A new exhibit is opening Saturday, June 10 at the Square House Museum, entitled “Mapping the History of Rye,” and the public is invited to a reception that afternoon from 5 to 7. As one of the exhibit’s curators, together with Jennifer Plick and Sheri Jordan of the Rye Historical Society, I hope these historic maps of Rye and environs will be viewed by a wide audience throughout the summer. It should have special appeal for adults and children who are captivated by maps.

The exhibit begins with a map entitled “West Chester under the Mohegan Indians”, dated 1609 (the year that Henry Hudson sailed up the river that bears his name). If you look closely at the map, you will see an island in what is Long Island Sound that is identified as “Minniwies or Menusing.” These were Native American names for what is now Manursing Island, the place where the settlers of Rye established their first community, which they named Hastings.

On the mainland there is a stream labeled “Mockquams”, which the Rye colonists named Blind Brook. It separates “Poningoe” (the Milton Point peninsula) from “Apaqwamis” (one of the Native American names for what is now Rye Neck). In bolder letters is the word SIWANOYS, identifying the Native American group that some (but not all) historians believe inhabited the area encompassing Rye.

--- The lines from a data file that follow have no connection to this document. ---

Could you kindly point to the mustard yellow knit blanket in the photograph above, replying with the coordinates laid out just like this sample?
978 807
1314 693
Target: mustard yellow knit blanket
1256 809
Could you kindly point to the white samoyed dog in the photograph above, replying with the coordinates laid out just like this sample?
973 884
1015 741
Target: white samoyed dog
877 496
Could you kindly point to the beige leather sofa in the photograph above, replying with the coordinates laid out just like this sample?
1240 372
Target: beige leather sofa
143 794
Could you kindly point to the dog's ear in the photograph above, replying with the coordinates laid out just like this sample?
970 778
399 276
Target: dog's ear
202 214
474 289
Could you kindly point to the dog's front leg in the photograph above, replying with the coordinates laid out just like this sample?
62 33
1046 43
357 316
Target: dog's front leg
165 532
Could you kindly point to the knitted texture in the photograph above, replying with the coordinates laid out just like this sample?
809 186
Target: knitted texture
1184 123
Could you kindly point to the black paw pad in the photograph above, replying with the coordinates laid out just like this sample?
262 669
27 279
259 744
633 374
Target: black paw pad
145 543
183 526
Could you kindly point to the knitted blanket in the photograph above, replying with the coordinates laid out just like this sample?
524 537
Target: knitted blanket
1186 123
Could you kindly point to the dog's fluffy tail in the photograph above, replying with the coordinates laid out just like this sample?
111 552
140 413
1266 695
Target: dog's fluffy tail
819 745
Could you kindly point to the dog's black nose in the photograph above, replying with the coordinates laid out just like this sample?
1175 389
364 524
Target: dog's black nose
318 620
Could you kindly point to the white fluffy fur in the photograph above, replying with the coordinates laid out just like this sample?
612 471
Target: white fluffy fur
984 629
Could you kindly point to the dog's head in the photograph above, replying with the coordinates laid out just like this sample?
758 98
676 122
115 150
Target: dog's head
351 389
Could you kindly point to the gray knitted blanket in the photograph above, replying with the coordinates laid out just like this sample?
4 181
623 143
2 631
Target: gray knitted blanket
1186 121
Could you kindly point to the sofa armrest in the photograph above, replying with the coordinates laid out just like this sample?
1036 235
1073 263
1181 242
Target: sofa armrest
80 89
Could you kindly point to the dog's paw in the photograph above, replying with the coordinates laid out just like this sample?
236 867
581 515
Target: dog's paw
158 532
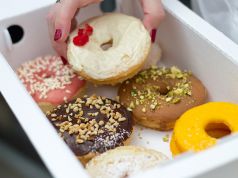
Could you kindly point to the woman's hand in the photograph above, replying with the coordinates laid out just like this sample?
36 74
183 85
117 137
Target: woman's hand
59 20
62 14
153 15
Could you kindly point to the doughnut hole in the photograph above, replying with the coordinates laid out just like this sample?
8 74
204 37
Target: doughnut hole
217 130
164 89
107 45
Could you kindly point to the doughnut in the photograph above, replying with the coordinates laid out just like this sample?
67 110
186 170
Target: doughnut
49 82
115 49
92 125
124 161
191 129
158 96
154 56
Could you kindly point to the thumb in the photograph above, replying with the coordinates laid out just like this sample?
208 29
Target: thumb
153 13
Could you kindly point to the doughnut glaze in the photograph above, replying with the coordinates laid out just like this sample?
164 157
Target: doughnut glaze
92 124
124 162
190 132
130 45
158 96
49 81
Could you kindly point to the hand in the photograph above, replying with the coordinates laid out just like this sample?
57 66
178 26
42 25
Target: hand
60 19
153 15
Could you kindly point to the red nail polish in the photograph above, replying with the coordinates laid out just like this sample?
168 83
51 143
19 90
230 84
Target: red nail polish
64 60
58 34
153 35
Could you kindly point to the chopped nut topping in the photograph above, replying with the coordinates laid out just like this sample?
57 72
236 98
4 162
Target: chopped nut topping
87 125
151 94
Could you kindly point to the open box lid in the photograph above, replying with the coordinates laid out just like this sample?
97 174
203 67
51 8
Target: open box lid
185 166
11 8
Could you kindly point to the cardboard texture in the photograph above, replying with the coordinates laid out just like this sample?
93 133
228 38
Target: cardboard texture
187 42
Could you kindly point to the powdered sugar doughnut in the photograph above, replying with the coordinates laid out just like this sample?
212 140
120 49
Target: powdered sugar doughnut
130 44
124 161
50 82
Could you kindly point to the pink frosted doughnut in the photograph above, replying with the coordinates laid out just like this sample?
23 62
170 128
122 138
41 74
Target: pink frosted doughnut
50 82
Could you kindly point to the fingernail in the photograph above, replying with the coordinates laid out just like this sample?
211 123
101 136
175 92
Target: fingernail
58 34
153 35
64 60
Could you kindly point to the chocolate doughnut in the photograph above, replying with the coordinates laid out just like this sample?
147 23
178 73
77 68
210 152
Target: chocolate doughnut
158 96
92 125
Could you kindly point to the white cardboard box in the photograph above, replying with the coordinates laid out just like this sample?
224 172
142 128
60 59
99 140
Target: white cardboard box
187 42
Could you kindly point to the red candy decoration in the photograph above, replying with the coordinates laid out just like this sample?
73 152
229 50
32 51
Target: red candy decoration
80 32
89 29
83 35
80 40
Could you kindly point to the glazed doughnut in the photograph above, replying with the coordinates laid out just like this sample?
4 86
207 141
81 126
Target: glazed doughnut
130 44
154 56
92 125
50 82
158 96
123 162
190 131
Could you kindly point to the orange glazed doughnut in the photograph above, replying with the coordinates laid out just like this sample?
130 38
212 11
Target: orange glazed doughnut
191 129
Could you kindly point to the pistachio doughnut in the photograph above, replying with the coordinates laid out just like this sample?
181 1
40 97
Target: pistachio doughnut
92 125
124 162
158 96
190 131
128 45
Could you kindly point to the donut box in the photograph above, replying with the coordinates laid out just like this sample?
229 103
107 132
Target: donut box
187 42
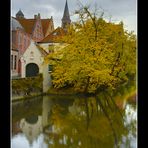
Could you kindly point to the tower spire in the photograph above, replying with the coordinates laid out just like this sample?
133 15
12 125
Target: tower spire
66 17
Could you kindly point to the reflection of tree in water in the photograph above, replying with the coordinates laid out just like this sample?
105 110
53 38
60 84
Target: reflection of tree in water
91 123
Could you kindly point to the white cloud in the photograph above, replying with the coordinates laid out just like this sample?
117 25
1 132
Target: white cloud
124 10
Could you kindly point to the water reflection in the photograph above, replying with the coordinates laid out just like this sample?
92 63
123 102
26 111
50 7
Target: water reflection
68 121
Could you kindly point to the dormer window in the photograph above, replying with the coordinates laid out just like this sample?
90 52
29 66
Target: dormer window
55 33
31 55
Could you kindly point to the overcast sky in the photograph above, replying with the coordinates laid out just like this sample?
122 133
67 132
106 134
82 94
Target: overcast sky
117 10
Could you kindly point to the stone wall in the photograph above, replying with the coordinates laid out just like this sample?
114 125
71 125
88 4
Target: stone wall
26 87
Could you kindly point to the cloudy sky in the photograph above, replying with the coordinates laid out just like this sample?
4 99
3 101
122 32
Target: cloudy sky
117 10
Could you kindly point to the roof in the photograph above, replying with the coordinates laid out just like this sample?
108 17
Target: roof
45 24
54 36
15 24
20 13
27 24
14 47
43 52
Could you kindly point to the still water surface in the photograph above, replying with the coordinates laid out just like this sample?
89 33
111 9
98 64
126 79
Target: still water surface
72 122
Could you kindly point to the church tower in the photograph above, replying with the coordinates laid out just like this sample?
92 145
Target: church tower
19 14
66 18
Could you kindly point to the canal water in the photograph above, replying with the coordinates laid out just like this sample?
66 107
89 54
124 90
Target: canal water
73 122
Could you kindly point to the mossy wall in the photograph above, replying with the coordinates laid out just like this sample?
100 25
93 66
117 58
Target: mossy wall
27 86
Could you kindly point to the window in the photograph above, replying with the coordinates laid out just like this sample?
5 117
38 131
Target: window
15 61
11 61
50 68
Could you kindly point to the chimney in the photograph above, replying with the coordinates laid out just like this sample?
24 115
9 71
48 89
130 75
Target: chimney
39 16
35 16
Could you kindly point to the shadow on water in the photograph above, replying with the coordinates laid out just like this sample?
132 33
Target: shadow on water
73 121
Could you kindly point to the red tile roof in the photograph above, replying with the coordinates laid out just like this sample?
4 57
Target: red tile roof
27 24
55 36
43 52
45 24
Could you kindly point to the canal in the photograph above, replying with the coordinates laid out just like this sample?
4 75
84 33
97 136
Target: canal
60 121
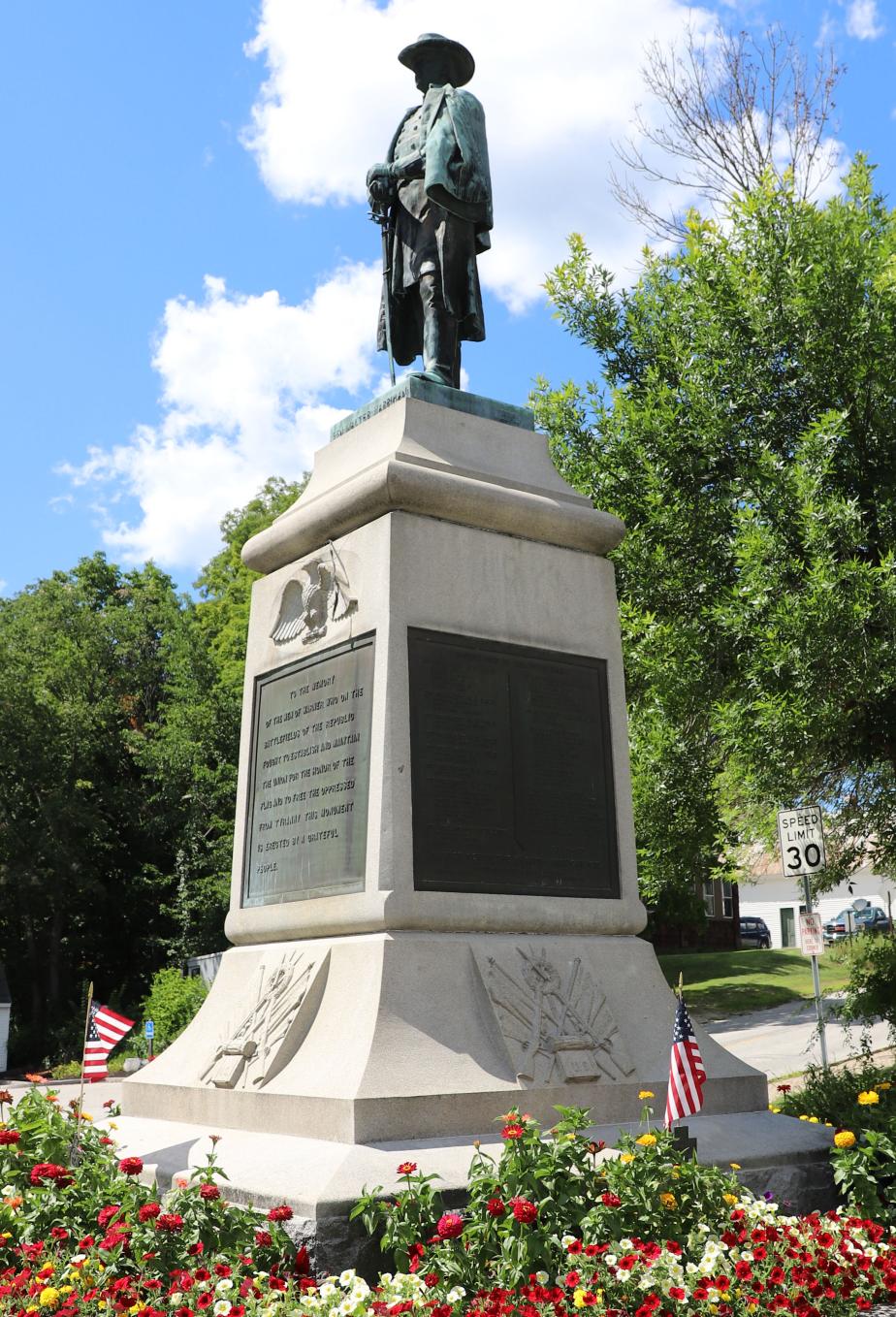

An introduction to the exhibit provides a useful timeline of key historic events, including Rye’s numerous border changes. The Town of Rye became a part of the Colony of Connecticut in 1665, but in 1685 Rye appeared on an English map, which accurately showed that it was then part of the Province of New York to which it had been moved by royal act in 1683. Later maps in the exhibit show Rye back in Connecticut and finally in New York. Rye residents had much in common with parts of Europe, like Gedansk/Danzig that went from Poland to Russia and back to Poland over the centuries.

Written descriptions of the lands that were exchanged between Connecticut and New York in settling these “border wars” are hard to understand, but it becomes much clearer when looking at the maps. In the last negotiation, New York got a narrow quadrangle running up to the Massachusetts border and, in return, Connecticut got a “panhandle” (not quite as large as the Florida or Texas ones).

Another map, which shows the military plans and operations of the British army during the Revolutionary War, is focused on the battle of White Plains in 1776, when that area was still part of the Town of Rye. Seeing General Washington’s encampments shown in blue and those of General Howe in Red, the conflict becomes as immediate to the viewer as if it were recorded live on today’s media.

Other maps in the collection, some of which are reproductions and some from the Society’s collection, illustrate the evolution of Rye from a settlement on Manursing Island to an unincorporated hamlet to an incorporated village (1904) within the Town of Rye to an independent city (1942).

To me, reading that Rye was settled in 1660 is certainly impressive, but to see that its importance warranted it being shown on a rare and significant map as early as 1685 is even more so. It proves once again that a picture is worth a thousand words.